Around the office, we sometimes take moments to discuss the latest celebrity news and pride ourselves on our collective knowledge and love for pop culture in all shapes, sizes and scandals. But what does it all really mean at the end of the day?


Just recently, I had the privilege of viewing Michael Jackson’s “This Is It” with a few of my colleagues and, while enraptured with emotions of sadness, joy, frustration and relief, we couldn’t help but ponder the profound impact one person has had on the world in such a brief lifetime.


Despite the publicity-palooza that has surrounded Michael Jackson throughout his life and even more feverishly after death, I felt it a valuable exercise to reflect on the lessons we’ve learned from the King of Pop as applied to personal and professional life goals.


1.   Remember the time – Keep it original and stay true to who you are. Know your limits, comfort zones and areas of expertise. Keep it simple and highlight your strengths to complement your teams, partners and the work you do. MJ underscored this trait eloquently when discussing with the keyboardist how a melody was to be played during the rehearsal. Simply put and staying true to himself, MJ requested, “I want you to play it how I wrote it.” No need for frills or jazzing it up – sometimes simplicity speaks volumes.

2.   Don’t Stop ‘Til You Get Enough – As the old adage goes, “Rules are meant to be broken.” The same goes for goals, both personal and professional. Despite this song’s intended meaning, don’t stop until you’ve met your goals (and hopefully exceeded them) and are satisfied with the results.

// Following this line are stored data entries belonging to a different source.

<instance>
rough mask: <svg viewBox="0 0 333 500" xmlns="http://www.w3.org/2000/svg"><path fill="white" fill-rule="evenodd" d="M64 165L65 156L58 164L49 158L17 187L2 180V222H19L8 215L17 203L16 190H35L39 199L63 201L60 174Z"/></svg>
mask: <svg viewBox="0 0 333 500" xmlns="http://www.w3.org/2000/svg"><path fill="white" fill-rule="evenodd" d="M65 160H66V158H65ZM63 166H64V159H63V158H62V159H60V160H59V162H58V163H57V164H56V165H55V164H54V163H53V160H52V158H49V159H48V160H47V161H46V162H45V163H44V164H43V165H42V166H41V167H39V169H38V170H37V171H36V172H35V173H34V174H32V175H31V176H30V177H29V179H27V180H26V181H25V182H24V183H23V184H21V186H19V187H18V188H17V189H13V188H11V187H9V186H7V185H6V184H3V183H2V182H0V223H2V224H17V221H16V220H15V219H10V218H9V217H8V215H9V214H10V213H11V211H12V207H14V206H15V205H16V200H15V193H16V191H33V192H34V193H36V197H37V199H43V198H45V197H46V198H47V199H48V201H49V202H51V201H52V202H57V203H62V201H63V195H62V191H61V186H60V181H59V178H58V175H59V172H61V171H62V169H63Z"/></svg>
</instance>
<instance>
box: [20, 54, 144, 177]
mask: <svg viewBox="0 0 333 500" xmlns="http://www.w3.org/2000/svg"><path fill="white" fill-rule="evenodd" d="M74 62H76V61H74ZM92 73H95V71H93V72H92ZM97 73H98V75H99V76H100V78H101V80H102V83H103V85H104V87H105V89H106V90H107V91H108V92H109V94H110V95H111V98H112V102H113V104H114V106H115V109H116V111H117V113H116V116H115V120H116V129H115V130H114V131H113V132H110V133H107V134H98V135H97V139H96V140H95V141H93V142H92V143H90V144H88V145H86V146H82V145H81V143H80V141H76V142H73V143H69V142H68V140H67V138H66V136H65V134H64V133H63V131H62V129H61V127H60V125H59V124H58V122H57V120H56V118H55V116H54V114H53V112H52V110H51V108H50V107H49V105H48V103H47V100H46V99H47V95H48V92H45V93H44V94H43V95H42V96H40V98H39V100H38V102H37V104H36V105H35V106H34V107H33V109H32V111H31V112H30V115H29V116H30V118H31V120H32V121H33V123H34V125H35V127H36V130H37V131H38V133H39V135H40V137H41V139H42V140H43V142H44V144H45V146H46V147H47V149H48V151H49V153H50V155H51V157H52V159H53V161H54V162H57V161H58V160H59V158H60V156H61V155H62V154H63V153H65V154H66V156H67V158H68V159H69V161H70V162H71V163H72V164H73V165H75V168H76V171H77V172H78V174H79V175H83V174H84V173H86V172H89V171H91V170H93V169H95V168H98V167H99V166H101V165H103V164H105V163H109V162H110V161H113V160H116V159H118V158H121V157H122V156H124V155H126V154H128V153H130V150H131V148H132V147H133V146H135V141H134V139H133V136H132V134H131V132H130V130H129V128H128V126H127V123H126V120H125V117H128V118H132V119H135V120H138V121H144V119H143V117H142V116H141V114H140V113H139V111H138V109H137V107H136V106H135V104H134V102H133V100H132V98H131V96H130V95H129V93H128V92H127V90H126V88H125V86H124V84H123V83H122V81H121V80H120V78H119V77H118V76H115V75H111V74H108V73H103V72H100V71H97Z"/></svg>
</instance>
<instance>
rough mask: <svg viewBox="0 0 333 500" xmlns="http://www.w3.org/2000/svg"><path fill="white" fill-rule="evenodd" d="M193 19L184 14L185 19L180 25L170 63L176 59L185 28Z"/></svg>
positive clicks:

3.   Man In The Mirror – To highlight two of my favorite personal motivational quotes, “Be the change you want to see in the world” (Ghandi) and “Only you can change you” (QBQ! author John G. Miller). The message from this song is no different. Whether improving the world around you or establishing a new best practice in your field, realize you have more control over your immediate environment than you realize and you have the power to make a difference in the world around you.